Out of the Hadoop box: SQL everywhere and AtScale

Out of the Hadoop box: SQL everywhere and AtScale

AtScale has made a name for itself by providing an access layer on top of Hadoop that enables it to be used directly as a data warehouse. AtScale is now announcing support for Teradata DW and Google Dataproc and BigQuery, offering what it calls a Unified Analytics Platform. Why this move now, how does it work and what does it mean?

You may not realize it, but Hadoop has already been around for 10 years. Even now, with most organizations having in one way or another adopted it, not everything about it is obvious and clear. But when it first came out from Yahoo in 2006, Dave Mariani, AtScale’s co-founder and CEO, was one of the first to use it and realize its potential.

He was at the right place at the right time: Mariani was doing analytics in Yahoo, delivering data to drive business insights and advertising on the company’s assets. DW and cubes were pretty much the only game in town for analytics then, and a big game too. Mariani, a data cube veteran with numerous implementations under his belt, mentioned that “a single one of these cubes at Yahoo could drive revenue in the area of 50 million dollars”.
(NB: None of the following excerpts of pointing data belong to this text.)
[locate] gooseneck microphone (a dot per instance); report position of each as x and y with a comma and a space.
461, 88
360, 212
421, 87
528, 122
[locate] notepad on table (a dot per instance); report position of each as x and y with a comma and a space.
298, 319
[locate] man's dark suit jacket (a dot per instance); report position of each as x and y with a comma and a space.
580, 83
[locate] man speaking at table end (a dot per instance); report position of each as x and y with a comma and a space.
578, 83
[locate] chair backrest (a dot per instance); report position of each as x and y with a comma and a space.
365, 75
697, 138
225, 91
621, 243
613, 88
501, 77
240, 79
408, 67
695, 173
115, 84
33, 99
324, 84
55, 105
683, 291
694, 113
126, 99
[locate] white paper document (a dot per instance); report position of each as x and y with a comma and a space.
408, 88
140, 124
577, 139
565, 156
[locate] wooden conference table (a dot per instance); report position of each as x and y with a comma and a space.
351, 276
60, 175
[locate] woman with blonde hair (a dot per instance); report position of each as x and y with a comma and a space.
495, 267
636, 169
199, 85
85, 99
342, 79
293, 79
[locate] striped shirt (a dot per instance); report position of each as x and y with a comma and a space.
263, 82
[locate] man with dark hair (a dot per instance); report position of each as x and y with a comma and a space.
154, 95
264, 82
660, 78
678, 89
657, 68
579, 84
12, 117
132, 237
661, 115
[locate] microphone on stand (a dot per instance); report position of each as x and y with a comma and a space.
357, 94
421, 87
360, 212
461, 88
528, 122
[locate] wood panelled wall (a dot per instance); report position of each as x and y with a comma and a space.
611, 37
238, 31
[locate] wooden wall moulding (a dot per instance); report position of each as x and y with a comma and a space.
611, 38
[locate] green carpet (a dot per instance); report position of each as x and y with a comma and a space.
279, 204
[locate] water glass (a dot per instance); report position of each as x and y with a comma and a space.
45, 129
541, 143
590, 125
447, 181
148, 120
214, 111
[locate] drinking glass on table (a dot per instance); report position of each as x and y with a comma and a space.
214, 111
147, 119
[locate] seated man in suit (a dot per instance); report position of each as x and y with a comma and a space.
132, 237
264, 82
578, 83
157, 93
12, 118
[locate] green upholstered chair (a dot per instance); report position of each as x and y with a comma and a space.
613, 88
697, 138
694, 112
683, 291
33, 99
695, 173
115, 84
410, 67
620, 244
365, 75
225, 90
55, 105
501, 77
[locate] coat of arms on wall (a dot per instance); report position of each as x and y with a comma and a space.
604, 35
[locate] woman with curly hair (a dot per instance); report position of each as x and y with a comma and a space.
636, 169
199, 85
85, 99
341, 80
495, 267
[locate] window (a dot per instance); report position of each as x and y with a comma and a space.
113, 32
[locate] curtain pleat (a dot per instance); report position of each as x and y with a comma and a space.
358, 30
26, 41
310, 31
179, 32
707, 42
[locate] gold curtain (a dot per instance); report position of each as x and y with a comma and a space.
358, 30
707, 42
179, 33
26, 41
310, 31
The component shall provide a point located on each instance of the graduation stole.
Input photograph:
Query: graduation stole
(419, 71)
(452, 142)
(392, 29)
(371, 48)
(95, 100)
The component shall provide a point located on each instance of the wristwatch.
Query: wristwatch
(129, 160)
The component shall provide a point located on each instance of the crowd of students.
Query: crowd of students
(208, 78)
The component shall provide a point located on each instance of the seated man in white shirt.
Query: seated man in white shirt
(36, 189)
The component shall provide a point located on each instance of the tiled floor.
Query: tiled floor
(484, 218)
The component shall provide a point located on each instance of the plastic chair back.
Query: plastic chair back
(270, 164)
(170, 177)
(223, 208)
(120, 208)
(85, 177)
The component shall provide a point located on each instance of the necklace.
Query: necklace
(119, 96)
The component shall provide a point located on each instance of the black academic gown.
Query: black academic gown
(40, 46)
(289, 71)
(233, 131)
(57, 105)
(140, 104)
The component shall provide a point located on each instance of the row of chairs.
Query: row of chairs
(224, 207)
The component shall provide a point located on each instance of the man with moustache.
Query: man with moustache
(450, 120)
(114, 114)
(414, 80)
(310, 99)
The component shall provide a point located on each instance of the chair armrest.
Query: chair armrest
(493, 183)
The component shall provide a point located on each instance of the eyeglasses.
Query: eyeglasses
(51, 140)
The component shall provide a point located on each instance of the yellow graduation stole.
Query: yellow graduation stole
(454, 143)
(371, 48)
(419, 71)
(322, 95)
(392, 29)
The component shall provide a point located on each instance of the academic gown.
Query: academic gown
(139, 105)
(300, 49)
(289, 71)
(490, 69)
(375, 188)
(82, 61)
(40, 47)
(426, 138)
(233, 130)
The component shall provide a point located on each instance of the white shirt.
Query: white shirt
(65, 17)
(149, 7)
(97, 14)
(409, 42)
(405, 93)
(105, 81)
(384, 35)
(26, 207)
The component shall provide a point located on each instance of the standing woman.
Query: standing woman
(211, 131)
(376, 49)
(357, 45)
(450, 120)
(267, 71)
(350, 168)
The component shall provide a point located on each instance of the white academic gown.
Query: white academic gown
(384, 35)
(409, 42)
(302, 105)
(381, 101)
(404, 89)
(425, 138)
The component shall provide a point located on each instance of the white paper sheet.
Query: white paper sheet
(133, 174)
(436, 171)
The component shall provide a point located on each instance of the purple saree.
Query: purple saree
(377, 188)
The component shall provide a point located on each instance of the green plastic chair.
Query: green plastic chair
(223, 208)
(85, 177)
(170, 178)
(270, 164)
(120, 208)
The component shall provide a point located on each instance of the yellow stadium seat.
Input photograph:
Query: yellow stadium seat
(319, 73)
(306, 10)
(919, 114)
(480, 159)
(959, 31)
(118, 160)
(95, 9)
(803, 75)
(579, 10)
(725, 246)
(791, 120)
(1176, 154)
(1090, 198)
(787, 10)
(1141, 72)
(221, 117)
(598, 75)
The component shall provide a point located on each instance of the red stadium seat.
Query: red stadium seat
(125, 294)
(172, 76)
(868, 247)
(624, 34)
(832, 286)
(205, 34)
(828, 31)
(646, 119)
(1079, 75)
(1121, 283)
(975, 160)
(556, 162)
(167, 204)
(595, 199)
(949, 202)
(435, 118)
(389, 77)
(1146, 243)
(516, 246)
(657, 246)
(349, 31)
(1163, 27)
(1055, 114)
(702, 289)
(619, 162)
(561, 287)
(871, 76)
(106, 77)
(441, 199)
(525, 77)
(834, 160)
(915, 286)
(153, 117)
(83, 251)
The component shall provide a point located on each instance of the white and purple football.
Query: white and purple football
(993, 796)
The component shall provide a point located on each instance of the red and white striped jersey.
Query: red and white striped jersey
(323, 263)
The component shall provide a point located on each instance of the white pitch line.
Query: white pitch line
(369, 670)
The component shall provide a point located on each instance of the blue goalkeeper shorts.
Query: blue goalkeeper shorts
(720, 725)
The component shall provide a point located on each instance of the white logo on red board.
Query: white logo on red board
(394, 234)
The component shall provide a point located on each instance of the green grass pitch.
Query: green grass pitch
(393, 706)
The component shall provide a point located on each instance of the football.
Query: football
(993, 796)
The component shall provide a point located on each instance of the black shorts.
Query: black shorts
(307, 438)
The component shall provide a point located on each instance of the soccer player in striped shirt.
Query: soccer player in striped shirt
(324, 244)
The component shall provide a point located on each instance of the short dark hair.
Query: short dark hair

Mariani, like most industry experts today, realized that Hadoop could revolutionize the data industry due to its properties: a shared-nothing architecture that meant it can scale-out in a seamless, cost-effective way, a framework on which ETL and processing jobs can run, and late binding / schema on read. He realized that earlier than most, or at least he acted upon it earlier.

In Yahoo, as well as in Klout which Mariani joined after Yahoo, Hadoop was heavily used, but the BI landscape was what it had always been: fragmented, using a plethora of tools ranging from Excel to MicroStrategy. At that time, the only way for those tools to be able to use the data stored in Hadoop was to take data out of Hadoop and store it in a DW. Then SQL-on-Hadoop came along, Cloudera set out to release Impala, Mariani was recruited, and the rest is history.